The wastelands stretched endlessly under the pale light of the lingering star. Rocks jutted like broken teeth from the barren earth, and the wind carried only dust and silence. No birds sang, no beasts prowled. It was a land that swallowed life whole.
And in the midst of it, a newborn cried.
Wrapped in thin cloth, the abandoned prince lay helpless upon the cold ground. His tiny fists flailed weakly, and his voice cracked from the effort of crying. Each breath was a battle, each moment a struggle against the chill creeping into his fragile body.
Above him, the last star still glowed, as if refusing to leave him in darkness. Its light spilled gently across the wasteland, wrapping the infant in a faint silver glow.
But light alone could not feed him.
Hours passed. His cries grew hoarse. His body weakened. And yet, he did not fall silent. It was as though something deep within him refused to let go, as though the broken star upon his chest beat with more than mortal strength.
At last, a shadow appeared at the edge of the wasteland.
A wanderer trudged through the dust, her cloak torn from travel, a sword strapped across her back. Her steps were heavy, as if she had been walking for days without rest. She should not have been there. Few dared to cross these desolate lands. Yet fate, in its quiet cruelty, had guided her to this place.
She froze when she heard the sound. A child's cry.
At first she thought it a trick of the wind. But as she drew closer, the sound sharpened, raw and desperate. She pushed aside a jagged rock and found him — the infant prince, glowing faintly under the star's light.
Her breath caught.
"A baby… here?"
She knelt, lifting him gently into her arms. His skin was cold, his cries weak, but his tiny chest still rose and fell with stubborn rhythm. She pulled back the cloth and gasped when she saw the mark.
The sigil of the broken star pulsed faintly, silver light searing against the darkness. She had seen many strange things in her travels, but nothing like this.
"Cursed," she whispered, echoing the word the priests had spoken in the palace far away. For a moment, she hesitated. To carry such a child might invite misfortune. The stories of cursed children and ruined kingdoms were known even in distant lands.

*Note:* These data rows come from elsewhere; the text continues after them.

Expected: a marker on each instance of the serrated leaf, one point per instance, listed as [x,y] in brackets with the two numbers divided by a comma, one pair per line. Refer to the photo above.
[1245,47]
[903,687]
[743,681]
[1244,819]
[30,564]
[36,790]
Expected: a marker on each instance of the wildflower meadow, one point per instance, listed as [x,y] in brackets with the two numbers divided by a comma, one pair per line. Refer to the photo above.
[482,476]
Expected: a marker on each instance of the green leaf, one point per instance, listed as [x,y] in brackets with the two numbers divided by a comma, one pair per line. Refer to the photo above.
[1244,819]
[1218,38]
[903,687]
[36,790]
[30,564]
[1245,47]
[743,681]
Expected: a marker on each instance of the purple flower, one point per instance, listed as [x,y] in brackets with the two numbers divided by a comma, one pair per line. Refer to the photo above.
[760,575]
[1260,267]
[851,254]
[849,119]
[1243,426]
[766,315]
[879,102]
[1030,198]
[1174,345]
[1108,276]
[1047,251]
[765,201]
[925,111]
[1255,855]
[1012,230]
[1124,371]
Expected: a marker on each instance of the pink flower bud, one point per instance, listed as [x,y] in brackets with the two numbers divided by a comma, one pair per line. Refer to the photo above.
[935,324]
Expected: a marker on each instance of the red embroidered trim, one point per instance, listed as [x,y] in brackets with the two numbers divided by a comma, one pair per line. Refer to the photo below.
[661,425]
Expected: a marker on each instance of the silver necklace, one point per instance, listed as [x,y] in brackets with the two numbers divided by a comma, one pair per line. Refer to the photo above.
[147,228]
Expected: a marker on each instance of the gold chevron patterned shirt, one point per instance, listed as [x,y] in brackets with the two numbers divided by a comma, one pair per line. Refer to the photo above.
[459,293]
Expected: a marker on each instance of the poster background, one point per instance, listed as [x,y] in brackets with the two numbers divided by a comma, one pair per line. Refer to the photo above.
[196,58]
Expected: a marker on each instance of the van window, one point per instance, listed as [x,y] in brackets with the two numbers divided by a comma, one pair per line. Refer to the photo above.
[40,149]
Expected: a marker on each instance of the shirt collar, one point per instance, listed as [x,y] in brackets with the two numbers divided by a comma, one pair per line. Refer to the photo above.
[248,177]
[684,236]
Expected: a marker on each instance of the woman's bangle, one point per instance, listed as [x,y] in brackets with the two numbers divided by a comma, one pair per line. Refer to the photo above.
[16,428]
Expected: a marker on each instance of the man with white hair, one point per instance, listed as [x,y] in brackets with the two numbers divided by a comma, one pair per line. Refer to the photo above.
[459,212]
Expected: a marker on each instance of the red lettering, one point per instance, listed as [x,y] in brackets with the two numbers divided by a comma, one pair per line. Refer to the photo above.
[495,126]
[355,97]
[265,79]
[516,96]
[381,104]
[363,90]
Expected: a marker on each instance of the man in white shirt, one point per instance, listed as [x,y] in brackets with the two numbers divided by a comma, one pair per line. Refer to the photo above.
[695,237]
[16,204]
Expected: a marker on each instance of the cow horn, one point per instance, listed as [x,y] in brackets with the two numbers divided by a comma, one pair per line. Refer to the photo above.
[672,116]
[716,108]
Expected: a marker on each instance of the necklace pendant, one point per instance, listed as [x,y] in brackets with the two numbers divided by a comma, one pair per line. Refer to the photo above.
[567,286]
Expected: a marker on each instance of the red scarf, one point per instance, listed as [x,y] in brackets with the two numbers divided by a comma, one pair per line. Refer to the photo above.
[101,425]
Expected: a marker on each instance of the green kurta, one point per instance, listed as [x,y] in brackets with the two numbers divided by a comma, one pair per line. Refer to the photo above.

But then the infant's hand brushed against her finger, grasping it with surprising strength. His cry, faint though it was, pierced her hesitation.
The wanderer exhaled slowly. "If the world has abandoned you, then perhaps it is not the world that will decide your fate."
She wrapped him tighter in her cloak, shielding him from the wind. Then, with a final glance at the glowing star above, she turned and walked deeper into the wasteland.
That night, as the cursed child slept against the stranger's chest, the mark on his skin dimmed but did not vanish. It pulsed steadily, like a second heartbeat, a quiet reminder that his story was only beginning.
And so the infant who had been cast away by kings found a new protector in the most unlikely of wanderers. Neither of them knew what destiny awaited, nor how the sigil upon his chest would shape the years to come.
But beneath the cold stars and endless silence, a fragile bond was formed —
a bond that would one day shake empires.